Source. Total deaths taken from Vital Statistics (http://dph.illinois.gov).
USING THESE FINDINGS TO PROTECT OUR CHILDREN
During the investigation period, there was a complete lack of media coverage of SUIDs in Chicago, which likely diminishes the public’s perception of SUID risk and motivation to adopt safe sleep practices. This is despite the fact that SUIDs are far more common than child deaths attributable to other injury mechanisms. In fact, even though SUIDs only occur in the first year of life, SUIDs accounted for approximately twice the number of deaths of young persons between 2011 and 2015 in Chicago from motor vehicle crashes and fires combined.
This distorted representation in the media has implications for interest and motivation of parents and caregivers to follow safe sleep recommendations. Parents fear allowing their adolescents to begin driving independently, partly because the media reports on most adolescent traffic deaths. However, if parents never read a story about a SUID, their risk perception of SUIDs may be falsely low, and parents may be unknowingly endangering their infants by choosing unsafe sleep behaviors by incorrectly presuming the risk is minimal.

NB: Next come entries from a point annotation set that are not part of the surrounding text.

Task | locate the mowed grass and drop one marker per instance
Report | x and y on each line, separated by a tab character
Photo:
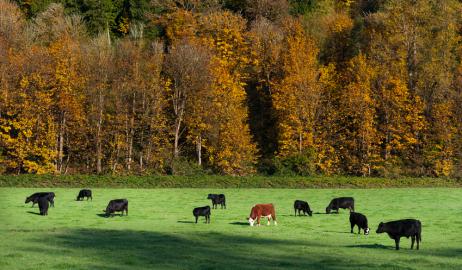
159	232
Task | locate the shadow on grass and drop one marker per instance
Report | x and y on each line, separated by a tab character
372	246
343	232
185	221
123	249
114	215
239	223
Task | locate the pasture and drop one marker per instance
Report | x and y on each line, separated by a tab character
160	233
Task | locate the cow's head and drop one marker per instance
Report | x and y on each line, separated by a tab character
251	221
328	209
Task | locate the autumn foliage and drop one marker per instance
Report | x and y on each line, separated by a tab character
232	87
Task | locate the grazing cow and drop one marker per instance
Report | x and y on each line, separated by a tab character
43	205
399	228
217	199
360	220
342	202
118	205
203	212
34	198
84	193
302	206
262	210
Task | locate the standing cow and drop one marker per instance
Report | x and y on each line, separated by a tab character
360	220
342	202
302	206
118	205
84	193
262	210
399	228
217	199
34	198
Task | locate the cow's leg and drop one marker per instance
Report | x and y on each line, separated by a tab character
397	243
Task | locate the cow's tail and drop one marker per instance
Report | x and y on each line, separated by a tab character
274	216
419	234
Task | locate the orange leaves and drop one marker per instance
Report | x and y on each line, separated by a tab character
296	96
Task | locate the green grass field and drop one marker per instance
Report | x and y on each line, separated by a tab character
159	232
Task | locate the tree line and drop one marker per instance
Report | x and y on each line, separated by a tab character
238	87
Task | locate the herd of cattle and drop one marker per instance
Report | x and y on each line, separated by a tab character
395	229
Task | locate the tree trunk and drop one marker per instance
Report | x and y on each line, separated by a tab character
61	142
300	138
98	133
199	150
176	151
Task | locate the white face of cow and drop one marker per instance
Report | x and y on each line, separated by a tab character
251	221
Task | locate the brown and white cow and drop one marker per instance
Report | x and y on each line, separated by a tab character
262	210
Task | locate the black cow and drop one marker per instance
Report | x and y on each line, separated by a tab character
118	205
84	193
202	211
342	202
360	220
399	228
34	198
217	199
302	206
43	205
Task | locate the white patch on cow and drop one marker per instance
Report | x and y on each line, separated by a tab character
251	221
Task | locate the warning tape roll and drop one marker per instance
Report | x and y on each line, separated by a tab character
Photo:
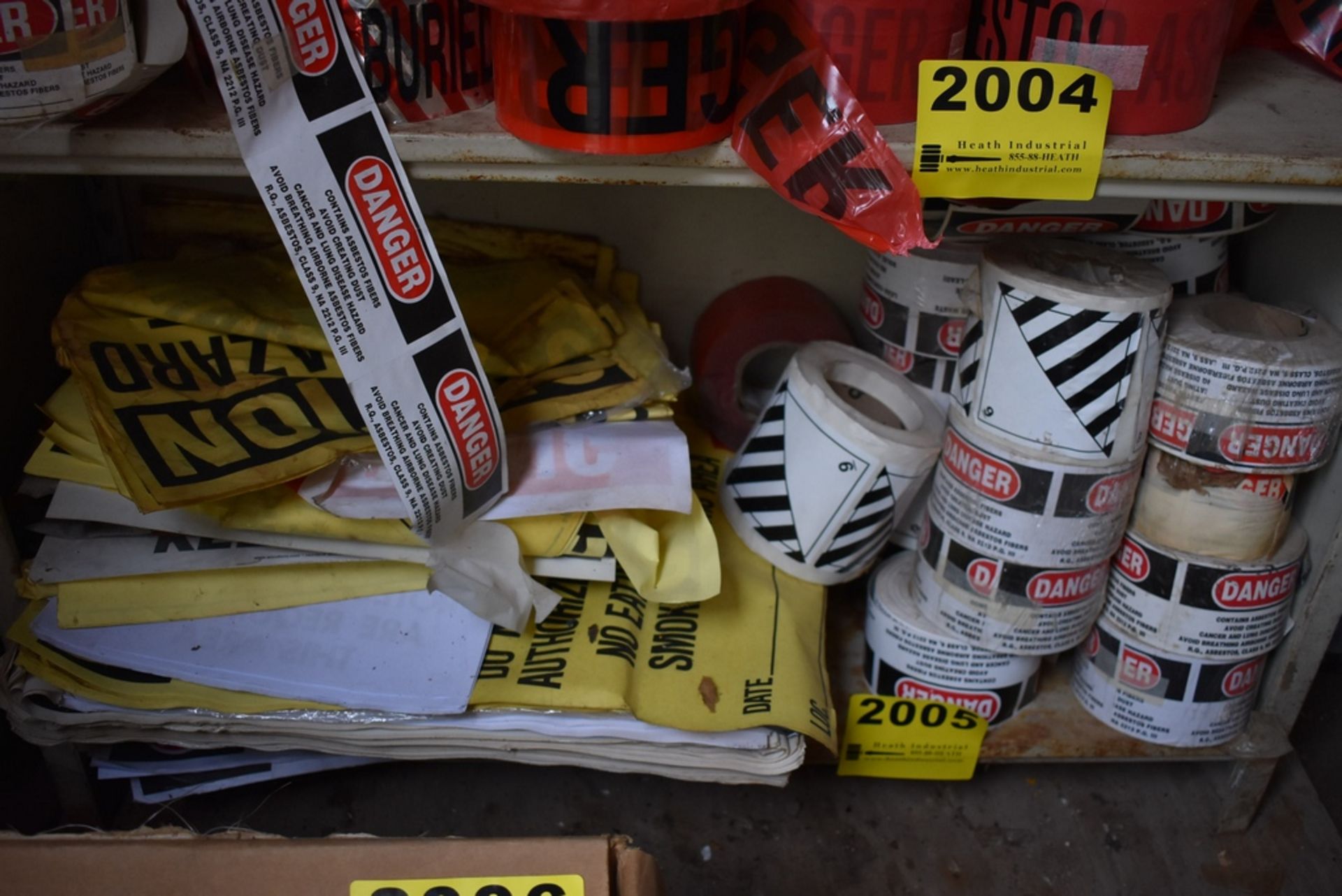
1209	512
907	658
1028	510
1162	55
1248	386
914	301
832	463
1203	607
742	341
1142	693
1192	265
1006	607
1063	357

Work to have the media coverage of SUIDs better align with the true number of cases will require addressing hurdles as to why these tragic deaths are not routinely reported in the first place. For example, reporters and editors may be uncomfortable with, wary about, or particularly sensitive to the issue. Additionally, by the time the medical examiner or coroner declares a cause of death, the story may be old. However, failure to cover these cases may have contributed to the lack of progress toward preventing infant sleep-related deaths over the past two decades. In addition to reporting on the frequency of unsafe sleep-related deaths, the media should report on the steps caregivers can take to make the infant sleep environment safer and tailor their messaging for those at greatest risk. The public’s health would be advanced by stories that include accurate prevention messaging, discussing room sharing without bed sharing, supine positioning, breastfeeding, and avoiding soft bedding and exposure to alcohol, smoke, and drugs.

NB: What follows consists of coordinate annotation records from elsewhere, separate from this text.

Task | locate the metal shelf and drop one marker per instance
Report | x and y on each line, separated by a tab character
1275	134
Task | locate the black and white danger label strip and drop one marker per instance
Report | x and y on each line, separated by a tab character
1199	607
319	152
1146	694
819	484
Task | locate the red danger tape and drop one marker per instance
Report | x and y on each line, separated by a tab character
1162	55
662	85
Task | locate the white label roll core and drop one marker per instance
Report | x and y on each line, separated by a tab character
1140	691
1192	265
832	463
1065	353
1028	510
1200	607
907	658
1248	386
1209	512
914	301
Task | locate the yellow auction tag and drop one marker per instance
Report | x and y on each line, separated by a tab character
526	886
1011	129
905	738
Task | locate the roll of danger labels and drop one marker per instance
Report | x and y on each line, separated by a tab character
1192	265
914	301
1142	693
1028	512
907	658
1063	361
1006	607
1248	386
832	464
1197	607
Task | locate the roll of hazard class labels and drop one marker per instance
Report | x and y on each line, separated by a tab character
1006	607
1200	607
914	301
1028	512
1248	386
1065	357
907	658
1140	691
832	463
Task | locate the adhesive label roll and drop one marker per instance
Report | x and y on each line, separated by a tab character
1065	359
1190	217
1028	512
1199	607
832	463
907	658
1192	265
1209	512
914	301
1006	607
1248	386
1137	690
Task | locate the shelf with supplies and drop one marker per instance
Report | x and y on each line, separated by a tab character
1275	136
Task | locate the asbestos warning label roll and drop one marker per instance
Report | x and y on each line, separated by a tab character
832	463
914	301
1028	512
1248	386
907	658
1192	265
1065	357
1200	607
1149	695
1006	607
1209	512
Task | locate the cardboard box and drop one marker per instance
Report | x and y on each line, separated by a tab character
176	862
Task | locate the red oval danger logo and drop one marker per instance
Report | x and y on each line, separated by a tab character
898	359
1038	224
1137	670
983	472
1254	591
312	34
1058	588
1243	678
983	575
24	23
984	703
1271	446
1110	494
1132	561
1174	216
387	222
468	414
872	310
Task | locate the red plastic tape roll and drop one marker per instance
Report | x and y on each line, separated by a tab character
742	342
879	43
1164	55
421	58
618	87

We found a far greater racial disparity among SUID cases in Chicago than the United States overall.2 In Chicago, non-Hispanic Black infants have a SUID risk approximately 10 times that of non-Hispanic White infants. Nationally, the Black rate is twice that of Whites. The reasons for this exaggerated local disparity are not immediately clear. Further work is necessary to investigate the reasons behind this finding and their possible implications for prevention of SUIDs in this high-risk group.
Despite efforts to identify all media reporting, some may have been missed (e.g., media outlets with smaller reach), but there is no reason to believe that those missed would have a dramatically different distribution of reports by injury type. Although the absolute level of media coverage for these injury types may be somewhat greater than we found, the relative rates of reporting would be unlikely to change.
We found that despite SUIDs being a major contributor to mortality, SUIDs have been entirely absent in Chicago media. This void likely contributes to parents and caregivers grossly underestimating their infant’s risk of SUID. Although the unexpected death of an infant is a sensitive issue, the public would be better served by media reporting on SUID cases in which risk perception is better aligned with reality.